L'un des principaux messages du concept hambourgeois est que la ville ne construirait pas un grand nombre de sites exclusivement pour les Jeux olympiques. Selon le plan officiel, 76 pour cent des sites sportifs existent déjà, tandis que 24 pour cent seraient construits temporairement puis retirés, réaffectés ou utilisés dans d'autres espaces sportifs et publics. Les halls d'exposition de Hambourg, le Millerntorstadion et la Barclay Arena sont cités comme exemples de sites existants ou adaptables. La ville souligne également que le village olympique ne serait pas un projet séparé sans usage ultérieur, mais une partie du développement déjà prévu de Science City à Bahrenfeld.
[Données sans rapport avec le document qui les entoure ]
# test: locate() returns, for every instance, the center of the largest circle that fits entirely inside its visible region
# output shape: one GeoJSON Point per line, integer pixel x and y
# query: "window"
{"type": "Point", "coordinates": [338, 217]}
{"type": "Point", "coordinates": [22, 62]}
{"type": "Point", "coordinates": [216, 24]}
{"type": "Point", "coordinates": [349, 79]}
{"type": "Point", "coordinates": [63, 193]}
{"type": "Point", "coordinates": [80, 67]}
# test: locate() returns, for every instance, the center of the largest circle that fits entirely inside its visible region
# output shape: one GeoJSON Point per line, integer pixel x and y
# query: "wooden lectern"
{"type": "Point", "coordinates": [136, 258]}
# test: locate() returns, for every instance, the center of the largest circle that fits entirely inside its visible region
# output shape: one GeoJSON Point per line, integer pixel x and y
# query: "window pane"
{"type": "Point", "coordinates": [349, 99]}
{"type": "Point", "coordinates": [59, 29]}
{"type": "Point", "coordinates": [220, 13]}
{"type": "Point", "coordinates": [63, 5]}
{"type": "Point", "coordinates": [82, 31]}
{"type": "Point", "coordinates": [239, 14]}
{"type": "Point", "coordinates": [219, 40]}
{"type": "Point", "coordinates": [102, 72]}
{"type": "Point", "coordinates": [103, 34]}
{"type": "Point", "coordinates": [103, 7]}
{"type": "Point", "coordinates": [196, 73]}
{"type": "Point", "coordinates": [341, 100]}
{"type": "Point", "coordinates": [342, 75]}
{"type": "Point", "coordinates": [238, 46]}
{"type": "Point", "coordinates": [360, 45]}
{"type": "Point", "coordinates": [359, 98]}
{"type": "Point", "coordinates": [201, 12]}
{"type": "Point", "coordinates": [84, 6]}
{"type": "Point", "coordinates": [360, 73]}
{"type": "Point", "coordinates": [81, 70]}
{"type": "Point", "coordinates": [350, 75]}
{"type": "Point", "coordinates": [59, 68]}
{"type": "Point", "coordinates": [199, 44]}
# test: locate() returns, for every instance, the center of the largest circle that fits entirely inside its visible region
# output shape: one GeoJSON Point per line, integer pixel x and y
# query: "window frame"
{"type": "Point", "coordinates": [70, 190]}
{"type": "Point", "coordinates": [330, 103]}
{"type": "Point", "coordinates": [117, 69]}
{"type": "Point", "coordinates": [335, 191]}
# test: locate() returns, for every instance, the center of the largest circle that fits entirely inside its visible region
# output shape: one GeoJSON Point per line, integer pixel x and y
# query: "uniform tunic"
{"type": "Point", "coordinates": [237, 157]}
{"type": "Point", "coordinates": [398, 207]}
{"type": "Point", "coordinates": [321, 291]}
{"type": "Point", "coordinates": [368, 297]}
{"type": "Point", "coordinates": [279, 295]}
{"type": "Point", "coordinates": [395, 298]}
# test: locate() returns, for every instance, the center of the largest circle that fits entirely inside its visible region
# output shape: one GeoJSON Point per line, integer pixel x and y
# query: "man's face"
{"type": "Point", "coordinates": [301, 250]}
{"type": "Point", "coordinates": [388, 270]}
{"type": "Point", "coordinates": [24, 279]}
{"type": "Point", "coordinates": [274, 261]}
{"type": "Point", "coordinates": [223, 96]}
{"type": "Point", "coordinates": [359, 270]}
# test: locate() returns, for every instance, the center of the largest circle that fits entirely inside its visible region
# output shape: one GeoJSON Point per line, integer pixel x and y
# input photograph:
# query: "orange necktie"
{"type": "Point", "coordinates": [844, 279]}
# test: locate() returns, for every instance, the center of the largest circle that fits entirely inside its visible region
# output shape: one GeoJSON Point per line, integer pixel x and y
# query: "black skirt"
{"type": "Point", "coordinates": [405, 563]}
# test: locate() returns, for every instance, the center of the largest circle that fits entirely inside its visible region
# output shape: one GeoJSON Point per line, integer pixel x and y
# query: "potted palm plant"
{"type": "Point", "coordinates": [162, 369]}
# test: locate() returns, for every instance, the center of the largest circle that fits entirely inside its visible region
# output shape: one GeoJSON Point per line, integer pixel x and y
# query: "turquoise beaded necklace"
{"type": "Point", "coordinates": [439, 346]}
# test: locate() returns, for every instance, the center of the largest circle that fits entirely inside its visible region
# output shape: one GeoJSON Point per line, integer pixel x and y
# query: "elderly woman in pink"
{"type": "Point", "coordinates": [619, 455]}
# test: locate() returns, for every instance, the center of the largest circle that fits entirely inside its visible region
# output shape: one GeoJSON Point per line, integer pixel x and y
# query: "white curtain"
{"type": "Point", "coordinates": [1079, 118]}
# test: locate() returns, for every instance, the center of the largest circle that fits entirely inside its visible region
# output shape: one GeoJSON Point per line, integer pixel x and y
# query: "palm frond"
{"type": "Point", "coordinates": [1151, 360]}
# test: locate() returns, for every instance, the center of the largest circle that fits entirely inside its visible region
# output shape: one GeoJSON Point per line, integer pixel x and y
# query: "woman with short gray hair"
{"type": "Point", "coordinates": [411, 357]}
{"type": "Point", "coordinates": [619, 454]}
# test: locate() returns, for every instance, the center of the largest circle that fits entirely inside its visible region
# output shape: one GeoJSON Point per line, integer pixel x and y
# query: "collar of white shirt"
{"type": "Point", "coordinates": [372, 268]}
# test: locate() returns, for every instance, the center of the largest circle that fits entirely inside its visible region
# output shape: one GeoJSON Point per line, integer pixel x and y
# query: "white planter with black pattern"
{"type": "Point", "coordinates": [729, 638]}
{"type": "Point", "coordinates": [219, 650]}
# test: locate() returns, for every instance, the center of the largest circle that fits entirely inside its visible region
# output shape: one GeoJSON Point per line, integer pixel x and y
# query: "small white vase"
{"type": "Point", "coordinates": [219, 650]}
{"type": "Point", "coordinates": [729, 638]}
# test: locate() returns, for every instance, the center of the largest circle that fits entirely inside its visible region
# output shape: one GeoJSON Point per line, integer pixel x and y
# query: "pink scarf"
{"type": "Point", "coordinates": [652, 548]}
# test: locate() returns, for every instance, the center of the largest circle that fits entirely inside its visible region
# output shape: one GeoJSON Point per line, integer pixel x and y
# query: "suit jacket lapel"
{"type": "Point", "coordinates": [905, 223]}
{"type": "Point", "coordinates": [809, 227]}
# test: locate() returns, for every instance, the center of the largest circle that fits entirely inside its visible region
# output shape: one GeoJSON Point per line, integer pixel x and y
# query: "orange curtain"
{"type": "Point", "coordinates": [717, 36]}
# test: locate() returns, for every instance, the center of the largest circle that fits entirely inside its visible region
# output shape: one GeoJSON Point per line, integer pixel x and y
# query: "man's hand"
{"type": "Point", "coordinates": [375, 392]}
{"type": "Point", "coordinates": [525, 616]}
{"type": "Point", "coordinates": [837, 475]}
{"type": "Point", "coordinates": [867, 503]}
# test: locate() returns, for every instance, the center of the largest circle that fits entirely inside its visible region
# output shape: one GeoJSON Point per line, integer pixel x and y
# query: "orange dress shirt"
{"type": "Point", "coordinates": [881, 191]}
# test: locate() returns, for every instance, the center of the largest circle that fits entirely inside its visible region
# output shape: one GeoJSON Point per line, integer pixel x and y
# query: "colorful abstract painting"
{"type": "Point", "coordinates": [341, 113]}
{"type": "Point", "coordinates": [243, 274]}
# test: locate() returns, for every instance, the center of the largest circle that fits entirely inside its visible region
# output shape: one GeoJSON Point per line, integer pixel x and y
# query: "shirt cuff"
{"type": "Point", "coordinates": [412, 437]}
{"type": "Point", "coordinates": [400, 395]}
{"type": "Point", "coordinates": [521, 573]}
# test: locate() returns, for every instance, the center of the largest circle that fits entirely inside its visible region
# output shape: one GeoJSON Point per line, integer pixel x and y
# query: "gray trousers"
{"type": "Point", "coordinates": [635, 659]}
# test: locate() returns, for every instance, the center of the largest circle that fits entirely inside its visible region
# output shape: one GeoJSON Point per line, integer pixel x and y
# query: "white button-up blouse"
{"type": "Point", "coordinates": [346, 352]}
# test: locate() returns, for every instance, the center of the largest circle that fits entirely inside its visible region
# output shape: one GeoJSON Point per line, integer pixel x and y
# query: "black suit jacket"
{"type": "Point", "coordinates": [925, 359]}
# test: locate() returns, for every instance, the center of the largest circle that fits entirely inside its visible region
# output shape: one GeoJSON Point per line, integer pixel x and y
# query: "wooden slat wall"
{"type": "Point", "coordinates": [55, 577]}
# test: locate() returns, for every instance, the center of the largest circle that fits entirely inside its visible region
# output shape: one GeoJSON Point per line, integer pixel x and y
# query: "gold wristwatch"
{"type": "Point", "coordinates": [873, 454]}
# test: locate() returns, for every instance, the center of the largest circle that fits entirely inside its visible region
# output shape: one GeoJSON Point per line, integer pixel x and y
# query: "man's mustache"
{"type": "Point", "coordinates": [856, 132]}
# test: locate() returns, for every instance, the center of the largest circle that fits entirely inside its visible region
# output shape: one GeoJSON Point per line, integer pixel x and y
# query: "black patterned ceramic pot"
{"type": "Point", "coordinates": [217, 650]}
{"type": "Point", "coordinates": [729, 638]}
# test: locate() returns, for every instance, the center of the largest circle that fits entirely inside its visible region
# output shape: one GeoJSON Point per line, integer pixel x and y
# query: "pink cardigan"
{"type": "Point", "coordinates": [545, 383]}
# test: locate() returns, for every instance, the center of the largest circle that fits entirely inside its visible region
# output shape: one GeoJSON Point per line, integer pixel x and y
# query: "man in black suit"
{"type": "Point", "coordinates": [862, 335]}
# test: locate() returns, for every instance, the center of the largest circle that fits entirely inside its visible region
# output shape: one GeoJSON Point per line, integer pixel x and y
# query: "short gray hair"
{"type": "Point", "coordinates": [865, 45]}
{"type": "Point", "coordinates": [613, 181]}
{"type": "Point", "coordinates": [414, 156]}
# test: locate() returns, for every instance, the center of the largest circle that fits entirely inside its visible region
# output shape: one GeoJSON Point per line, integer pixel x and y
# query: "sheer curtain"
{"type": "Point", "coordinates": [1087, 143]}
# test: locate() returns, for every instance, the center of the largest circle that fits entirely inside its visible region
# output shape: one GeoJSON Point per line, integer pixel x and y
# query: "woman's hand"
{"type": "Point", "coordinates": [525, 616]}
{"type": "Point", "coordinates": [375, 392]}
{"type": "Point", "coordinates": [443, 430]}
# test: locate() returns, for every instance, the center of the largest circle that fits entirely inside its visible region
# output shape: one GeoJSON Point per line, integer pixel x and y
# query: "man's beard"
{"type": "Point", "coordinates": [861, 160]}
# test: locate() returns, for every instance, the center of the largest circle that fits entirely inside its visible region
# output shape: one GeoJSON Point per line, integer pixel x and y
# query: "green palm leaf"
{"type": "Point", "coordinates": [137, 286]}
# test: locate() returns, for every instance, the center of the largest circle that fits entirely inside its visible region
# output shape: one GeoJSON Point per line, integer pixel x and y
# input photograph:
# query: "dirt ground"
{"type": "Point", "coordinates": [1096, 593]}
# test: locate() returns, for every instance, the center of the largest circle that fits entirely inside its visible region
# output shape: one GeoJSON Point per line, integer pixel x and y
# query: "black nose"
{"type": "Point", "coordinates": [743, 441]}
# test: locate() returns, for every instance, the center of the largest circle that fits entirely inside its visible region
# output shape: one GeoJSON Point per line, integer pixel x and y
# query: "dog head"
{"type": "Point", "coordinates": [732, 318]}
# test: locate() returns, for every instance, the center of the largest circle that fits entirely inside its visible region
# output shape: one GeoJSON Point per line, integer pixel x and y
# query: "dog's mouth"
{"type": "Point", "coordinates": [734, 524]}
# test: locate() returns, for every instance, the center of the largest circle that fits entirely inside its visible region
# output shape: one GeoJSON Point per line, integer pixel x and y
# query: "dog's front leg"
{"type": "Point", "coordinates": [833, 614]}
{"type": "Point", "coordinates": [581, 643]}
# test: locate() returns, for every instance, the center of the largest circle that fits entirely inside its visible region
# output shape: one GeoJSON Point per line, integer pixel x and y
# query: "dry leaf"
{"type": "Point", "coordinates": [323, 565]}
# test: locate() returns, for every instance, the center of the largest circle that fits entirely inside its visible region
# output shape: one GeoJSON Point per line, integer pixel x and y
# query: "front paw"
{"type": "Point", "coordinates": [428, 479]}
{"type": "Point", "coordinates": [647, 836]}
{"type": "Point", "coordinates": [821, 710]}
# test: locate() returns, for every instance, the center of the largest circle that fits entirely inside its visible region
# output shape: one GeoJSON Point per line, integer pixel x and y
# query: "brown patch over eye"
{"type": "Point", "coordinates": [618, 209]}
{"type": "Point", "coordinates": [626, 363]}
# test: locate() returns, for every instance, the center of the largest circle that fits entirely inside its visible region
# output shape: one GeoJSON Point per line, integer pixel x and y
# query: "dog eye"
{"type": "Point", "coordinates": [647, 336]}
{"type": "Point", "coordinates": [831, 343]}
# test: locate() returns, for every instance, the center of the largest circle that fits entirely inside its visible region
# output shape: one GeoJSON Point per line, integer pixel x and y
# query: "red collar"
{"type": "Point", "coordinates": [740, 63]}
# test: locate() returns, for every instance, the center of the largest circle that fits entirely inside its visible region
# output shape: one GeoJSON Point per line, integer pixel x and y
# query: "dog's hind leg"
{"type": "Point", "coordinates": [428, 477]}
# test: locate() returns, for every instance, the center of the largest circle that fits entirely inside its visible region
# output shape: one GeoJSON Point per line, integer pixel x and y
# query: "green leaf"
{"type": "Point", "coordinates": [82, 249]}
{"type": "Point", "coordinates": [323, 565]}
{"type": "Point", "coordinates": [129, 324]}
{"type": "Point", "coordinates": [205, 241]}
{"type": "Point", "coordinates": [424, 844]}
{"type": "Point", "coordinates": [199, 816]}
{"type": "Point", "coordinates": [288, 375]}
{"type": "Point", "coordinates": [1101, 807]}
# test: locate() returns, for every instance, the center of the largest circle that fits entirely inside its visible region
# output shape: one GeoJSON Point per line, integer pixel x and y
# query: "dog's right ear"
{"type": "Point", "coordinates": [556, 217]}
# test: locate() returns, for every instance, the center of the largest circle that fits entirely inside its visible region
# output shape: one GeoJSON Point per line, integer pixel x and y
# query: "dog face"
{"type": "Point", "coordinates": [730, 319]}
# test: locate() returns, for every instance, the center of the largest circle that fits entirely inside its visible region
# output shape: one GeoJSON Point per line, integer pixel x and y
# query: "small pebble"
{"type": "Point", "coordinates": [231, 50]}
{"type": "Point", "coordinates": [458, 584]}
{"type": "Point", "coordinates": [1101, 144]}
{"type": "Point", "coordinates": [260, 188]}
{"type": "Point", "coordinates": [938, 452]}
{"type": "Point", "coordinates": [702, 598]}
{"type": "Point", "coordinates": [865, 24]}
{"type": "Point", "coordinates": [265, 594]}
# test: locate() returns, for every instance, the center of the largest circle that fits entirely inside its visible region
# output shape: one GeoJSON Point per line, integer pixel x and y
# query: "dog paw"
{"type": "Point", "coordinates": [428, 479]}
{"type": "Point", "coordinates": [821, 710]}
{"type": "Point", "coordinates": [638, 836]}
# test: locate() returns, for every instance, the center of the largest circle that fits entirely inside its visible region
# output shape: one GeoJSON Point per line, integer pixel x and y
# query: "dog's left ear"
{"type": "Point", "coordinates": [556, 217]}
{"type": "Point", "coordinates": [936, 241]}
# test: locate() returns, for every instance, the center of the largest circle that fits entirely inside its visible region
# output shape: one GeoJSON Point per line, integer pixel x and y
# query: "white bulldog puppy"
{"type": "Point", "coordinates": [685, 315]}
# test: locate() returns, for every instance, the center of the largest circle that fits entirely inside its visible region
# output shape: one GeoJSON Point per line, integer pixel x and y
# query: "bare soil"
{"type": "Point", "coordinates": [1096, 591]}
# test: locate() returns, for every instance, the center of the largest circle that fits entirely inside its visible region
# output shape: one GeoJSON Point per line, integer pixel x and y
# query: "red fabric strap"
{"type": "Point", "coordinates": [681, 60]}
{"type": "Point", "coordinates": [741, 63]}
Selon un rapport de l'agence dpa repris par Welt, le village olympique est conçu pour environ 15.000 athlètes hommes et femmes, et après les Jeux il devrait être transformé en environ 9.000 logements abordables. Dans une ville confrontée depuis des années à une pression sur le marché locatif, une telle annonce est présentée comme l'un des arguments clés en faveur de la candidature. Les opposants avertissent toutefois que de grands projets de développement urbain peuvent faire monter encore les prix dans les quartiers environnants, surtout si le contrôle public sur le logement et le foncier n'est pas suffisamment fort.

Les partisans de la candidature soulignent également l'effet sur les transports. Selon le concept officiel, les Jeux devraient accélérer des projets tels que les investissements dans la gare centrale, les nouvelles lignes U5 et S6, l'élargissement de l'espace pour les cyclistes et les piétons ainsi que la gestion numérique du trafic. Hambourg annonce aussi des itinéraires cyclables supplémentaires et un appui plus fort sur les transports publics. Les critiques demandent une séparation plus claire entre les projets qui seraient de toute façon construits et ceux qui sont directement liés à l'échéance olympique, car l'évaluation réaliste du coût supplémentaire de la candidature en dépend également.

Le soutien de l'économie et la question de savoir qui assume le risque

Le Sénat de Hambourg et les acteurs économiques soulignent que les entreprises locales bénéficieraient de l'organisation des Jeux, notamment dans les services, la construction, la logistique, la technologie, le tourisme et les industries créatives. Sur le site officiel de la candidature, il est indiqué qu'environ 80 pour cent des entreprises soutiennent l'ambition olympique de Hambourg. Selon le Sénat, le gouvernement fédéral soutient la candidature allemande et promet une participation financière à la future région hôte, notamment dans les investissements d'infrastructure d'importance nationale. Hambourg y voit une occasion d'attirer des fonds pour des projets prévus depuis longtemps, comme l'extension de la gare centrale.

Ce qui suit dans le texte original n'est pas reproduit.